I started out writing children's books, but had long wanted to write mysteries, and eventually got around to it.  Much of the appeal of writing for me is the actual enjoyment of crafting sentences, but general novel writing seemed too daunting, because it requires substantive sub-text and meaning, whereas I prefer straight-up, character-driven story-telling.  Some of my favorite writers, including Wilkie Collins and Agatha Christie, are exemplars of the kind of writing I like.  Thumping good reads. 

3. What is your writing process like? How does writing a story start for you?

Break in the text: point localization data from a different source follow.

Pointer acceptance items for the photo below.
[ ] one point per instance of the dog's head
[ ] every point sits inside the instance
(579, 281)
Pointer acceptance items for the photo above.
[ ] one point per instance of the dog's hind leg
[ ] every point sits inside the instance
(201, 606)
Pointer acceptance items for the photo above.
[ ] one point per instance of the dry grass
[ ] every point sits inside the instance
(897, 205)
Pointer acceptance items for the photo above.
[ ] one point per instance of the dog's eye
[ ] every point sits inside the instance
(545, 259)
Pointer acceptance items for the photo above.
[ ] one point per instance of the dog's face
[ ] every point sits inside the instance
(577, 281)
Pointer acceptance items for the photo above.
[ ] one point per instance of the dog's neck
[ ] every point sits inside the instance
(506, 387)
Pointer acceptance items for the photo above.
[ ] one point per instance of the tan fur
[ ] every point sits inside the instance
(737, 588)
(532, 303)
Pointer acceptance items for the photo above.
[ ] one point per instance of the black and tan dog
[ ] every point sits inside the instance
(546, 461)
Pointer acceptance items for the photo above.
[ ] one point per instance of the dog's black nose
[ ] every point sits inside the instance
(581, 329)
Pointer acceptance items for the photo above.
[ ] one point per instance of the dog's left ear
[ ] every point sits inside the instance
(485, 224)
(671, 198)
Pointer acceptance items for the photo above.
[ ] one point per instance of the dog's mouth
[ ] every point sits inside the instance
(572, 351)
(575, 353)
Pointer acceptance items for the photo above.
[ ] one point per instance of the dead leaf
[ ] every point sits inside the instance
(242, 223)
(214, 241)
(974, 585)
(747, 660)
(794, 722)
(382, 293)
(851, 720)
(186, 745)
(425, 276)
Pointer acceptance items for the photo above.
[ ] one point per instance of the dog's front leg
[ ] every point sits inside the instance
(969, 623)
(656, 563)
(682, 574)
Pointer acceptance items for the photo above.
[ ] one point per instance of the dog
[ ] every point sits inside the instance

My writing process is frustratingly slow.  Not much I can do about that.  Both my mysteries started when I came up with interesting methods for murdering someone.  That's the starting point.  Next, I figure out who I want to murder.  After that, I begin to fill in all the characters, and the twists and turns in the relationships among them.  Once I have my characters, then I can figure out a motive for the murder.  It's a gradual evolution.  The setting is always the same -- a college town in New England where my protagonist teaches physics.  When you have a setting, it's easier to think of characters who can people it.  I love college towns, and have lived in several, and it has been useful mining my own memories of those places and people for plots and characters and situations.  Many of my characters are based on people I have known. 

4. Do you get writer’s block? If so, how do you deal with it?

I wouldn't say I get writer's block; I would say I get lazy.  Writing is very difficult.  On the days I don't feel like working, I have to force myself to the desk.  Once I start, I get into the swing pretty quickly. 

5. How did the character of Edwina Goodman develop as you wrote her?

Edwina hasn't had a chance to develop too much over the course of two stories, but one big change from book one to book two is that she has fallen in love with Detective Will Tenney. 

6. How did writing the second Edwina Goodman book compare to writing the first one?

Bearing in mind that ignorance is bliss, with the first book I wasn't particularly aware of rookie writing mistakes I may have blundered into.  With the second book, I was more mindful of the real difficulty of writing characters who readers will care about, and with trying to come up with a story that will compel the reader to turn the page. 

7. Where do you get inspiration for your Edwina Goodman mysteries?

Since Edwina is a theoretical physicist, I do a fair amount of reading up on what's going on in her world.  Reading about what's current in physics provides ample inspiration on any given day.  I find the subject endlessly fascinating. At the moment, I am reading Seven Brief Lessons on Physics by Carlo Rovelli. 

8. Are you working on anything right now? Anything more planned for Edwina Goodman?

I'm working on the final draft of the third Edwina mystery at present.